OKOK、みたいな気力を感じる。この時期のジョニ・ミッチェルはまだBlueに始まる陰鬱な「青の時代」と呼ばれていたけど、すでに一歩踏み出しているのだ。
最後に、アメグラ方式で、その後について書こう。
ジョニは、娘と30年たって再会し、和解し、交流が生まれた。彼女はおばあちゃんとなった。娘さん、孫と一緒に映っているフィルムを見るたびに、僕は少しほっとする。

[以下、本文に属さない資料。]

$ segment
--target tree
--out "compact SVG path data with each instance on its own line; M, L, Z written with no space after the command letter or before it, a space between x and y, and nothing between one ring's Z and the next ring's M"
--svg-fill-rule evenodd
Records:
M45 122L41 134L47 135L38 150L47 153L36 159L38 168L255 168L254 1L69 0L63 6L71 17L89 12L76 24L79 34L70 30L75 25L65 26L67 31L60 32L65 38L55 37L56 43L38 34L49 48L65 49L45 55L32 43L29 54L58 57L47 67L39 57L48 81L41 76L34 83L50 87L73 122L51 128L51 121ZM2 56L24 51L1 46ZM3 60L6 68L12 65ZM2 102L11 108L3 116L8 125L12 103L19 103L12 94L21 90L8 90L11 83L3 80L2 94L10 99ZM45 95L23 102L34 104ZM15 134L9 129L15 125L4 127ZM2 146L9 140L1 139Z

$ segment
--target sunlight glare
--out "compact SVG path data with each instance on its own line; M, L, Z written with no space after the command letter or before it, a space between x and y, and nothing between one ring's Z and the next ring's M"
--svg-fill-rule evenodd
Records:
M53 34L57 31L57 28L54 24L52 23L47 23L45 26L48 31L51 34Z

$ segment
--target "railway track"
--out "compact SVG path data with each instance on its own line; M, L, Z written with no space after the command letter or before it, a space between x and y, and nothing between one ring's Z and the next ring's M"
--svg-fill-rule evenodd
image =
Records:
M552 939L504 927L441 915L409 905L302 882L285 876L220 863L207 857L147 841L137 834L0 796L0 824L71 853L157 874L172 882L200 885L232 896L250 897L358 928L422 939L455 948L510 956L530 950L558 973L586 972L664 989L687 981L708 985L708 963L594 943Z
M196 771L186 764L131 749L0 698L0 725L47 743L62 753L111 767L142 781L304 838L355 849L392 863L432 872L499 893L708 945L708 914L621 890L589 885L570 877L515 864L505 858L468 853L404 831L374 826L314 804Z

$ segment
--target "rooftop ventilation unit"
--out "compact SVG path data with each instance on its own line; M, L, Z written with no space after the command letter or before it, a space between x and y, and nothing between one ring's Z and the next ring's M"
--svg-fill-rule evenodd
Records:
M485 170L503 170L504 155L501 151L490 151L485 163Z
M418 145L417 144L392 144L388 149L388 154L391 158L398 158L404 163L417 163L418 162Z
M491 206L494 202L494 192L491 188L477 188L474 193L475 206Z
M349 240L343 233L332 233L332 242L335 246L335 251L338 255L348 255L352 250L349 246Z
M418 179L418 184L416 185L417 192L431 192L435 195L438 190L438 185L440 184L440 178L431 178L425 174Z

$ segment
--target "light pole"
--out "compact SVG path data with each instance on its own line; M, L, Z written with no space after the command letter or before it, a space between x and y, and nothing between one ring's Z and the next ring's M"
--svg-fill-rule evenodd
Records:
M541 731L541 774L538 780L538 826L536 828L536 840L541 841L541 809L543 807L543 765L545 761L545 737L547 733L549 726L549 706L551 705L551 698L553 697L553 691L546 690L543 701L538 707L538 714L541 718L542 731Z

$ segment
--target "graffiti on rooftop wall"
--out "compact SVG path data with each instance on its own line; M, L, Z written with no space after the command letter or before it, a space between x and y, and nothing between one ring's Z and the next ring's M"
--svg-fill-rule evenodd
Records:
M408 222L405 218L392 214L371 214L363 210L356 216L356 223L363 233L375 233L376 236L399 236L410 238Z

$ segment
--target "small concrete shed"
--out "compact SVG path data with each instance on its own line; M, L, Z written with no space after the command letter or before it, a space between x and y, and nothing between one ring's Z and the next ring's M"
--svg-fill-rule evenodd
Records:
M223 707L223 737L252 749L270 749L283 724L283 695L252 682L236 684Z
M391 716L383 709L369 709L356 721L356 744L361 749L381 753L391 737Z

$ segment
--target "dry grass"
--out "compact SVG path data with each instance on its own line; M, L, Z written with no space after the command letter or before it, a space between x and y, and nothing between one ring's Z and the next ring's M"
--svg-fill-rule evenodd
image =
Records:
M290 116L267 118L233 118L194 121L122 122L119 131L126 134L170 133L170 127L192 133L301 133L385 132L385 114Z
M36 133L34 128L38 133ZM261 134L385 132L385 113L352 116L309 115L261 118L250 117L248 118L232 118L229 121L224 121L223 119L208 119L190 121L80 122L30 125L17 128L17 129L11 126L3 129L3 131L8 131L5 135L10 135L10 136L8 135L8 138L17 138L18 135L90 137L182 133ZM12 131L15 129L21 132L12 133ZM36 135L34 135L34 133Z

水野英子さんは、ファイアー!の連載を終えた後、当時の日本では珍しかったシングルマザーとして子どもを生むことをカミングアウトし子どもを生み育てた。今もタフに活動している。
というわけで、彼女たちにとって何年も後に出たイーグルスの歌は、はいはい坊やみたいなカンジかもしれん。
なお別にジョニさんがイーグルスメンバーと仲がワルイとかそういうことではありませんw。
1977年のアルバム「ドンファンのじゃじゃ馬娘」では、ホテルカリフォルニア大ヒット真っ最中のグレン・フライさん呼んでますし*4、そもそも彼女自身「カリフォルニア」以後も、機会があればコカインをキメてた。
「ドンファンのじゃじゃ馬娘」にもキメて作った唄もある。ホドホドに、ってところでしょうか。はは。